A pesar de aquellos detalles sin importancia América era un gran país y aquel un buen trabajo, y Homer, al pasar junto al badulaque de Apu, pensó que hubiera estado muy bien celebrar todo ello con una buena ración de pollo al curry, sino fuera porque en ese momento el badulaque en cuestión era pasto de las llamas y Apu lloraba desconsoladamente a su puerta mientras varias decenas de ciudadanos indignados le llamaba terrorista y talibán de mierda. Homer sentía pena por Apu, sabía perfectamente como se sentía, pero siguió conduciendo y berreando canciones de The Who. Siempre quedaría un McAuto con sus aritos de cebolla.

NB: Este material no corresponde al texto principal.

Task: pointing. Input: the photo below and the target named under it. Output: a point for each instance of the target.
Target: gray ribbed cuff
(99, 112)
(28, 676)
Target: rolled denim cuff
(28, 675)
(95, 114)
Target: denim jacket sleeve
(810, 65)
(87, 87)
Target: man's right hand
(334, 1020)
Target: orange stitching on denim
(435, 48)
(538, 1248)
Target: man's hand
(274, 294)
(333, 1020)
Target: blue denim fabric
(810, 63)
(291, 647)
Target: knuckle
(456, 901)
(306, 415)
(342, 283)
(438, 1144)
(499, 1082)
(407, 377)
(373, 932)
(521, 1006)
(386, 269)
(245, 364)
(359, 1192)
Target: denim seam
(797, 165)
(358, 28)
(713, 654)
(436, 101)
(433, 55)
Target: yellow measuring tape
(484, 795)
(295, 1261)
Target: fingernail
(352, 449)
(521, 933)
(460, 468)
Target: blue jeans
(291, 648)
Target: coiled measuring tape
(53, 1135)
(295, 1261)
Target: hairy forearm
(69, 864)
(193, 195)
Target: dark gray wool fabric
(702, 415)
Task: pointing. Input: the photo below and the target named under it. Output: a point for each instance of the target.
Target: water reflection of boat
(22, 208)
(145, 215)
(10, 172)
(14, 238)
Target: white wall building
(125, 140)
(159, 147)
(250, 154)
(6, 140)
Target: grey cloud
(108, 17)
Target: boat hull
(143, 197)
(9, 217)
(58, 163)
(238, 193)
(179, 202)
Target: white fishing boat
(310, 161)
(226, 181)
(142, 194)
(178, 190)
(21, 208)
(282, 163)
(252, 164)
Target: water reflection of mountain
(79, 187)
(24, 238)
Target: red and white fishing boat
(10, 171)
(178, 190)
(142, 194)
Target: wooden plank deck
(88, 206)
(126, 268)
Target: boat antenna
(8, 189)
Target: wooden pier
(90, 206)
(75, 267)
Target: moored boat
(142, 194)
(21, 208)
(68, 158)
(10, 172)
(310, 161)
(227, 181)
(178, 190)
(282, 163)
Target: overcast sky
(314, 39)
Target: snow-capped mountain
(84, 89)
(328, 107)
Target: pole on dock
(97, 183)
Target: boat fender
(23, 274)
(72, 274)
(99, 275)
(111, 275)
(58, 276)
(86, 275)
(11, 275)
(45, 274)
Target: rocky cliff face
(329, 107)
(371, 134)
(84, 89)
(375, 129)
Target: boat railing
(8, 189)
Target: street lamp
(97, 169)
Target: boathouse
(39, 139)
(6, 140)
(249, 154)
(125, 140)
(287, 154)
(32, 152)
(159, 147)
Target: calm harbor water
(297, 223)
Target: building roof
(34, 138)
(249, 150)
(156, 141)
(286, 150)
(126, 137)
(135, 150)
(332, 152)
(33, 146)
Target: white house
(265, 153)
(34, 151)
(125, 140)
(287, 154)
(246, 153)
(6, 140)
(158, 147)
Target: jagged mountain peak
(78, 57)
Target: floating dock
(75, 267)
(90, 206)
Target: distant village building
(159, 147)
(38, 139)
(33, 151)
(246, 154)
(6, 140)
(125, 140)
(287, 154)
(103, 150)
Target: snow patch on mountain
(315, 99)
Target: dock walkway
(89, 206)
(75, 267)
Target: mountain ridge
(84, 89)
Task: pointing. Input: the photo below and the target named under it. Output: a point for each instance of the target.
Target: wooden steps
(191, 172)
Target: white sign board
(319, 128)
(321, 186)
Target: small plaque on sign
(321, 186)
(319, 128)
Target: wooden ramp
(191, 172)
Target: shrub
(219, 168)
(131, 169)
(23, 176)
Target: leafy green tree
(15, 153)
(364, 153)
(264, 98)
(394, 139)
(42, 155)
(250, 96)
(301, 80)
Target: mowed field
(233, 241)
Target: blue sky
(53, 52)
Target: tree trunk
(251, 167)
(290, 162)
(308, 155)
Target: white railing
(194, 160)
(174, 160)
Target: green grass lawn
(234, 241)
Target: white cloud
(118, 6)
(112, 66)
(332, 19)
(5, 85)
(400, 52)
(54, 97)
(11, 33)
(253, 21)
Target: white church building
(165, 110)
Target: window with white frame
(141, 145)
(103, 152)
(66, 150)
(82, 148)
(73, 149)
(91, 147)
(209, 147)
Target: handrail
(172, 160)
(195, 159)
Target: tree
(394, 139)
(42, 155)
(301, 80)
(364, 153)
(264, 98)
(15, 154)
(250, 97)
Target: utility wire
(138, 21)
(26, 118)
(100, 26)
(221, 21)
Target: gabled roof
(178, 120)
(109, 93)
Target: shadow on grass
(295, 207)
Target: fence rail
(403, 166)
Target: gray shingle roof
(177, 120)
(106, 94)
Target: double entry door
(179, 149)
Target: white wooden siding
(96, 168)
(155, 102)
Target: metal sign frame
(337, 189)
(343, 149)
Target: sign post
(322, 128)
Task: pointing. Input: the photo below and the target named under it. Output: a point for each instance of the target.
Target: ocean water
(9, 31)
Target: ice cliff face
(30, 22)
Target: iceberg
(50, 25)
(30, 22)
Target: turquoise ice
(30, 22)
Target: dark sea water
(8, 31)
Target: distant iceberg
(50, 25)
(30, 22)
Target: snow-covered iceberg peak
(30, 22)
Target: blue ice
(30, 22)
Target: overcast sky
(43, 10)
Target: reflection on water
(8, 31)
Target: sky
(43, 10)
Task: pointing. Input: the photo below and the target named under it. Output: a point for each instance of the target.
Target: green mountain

Cuando Homer llegó a casa los niños ya se habían acostado. Le preguntó a Marge por ellos. Bart había vuelto a llegar tarde del colegio porque tuvo que copiar cien veces en la pizarra “No me gastaré en tebeos mi dolar para los niños afganos, ellos no son nuestros enemigos, sino los terroristas, o estás de acuerdo con el presidente o tú también eres un terrorista”. Lisa había pasado toda la tarde en su habitación ensayando “Imagine” con su saxofón, porque creía que la música, incluso la “no recomendada”, podía detener la guerra. En cuanto a la pequeña, ¿como demonios se llamaba la pequeña?
—¿Por qué no seremos una familia americana como otra cualquiera?– intentó disimular Homer, y se dirigió hacia el frigo a por una cerveza. Pensó que aquel era un mal momento para decirle a Marge que había dejado la central nuclear y había conseguido un nuevo trabajo, haciendo de demonio; o sea de Osama ben Laden.
—Mosquis– murmuró, y tras atizarse un buen trago soltó un sonoro eructo. A la salud de los Estados Unidos de América.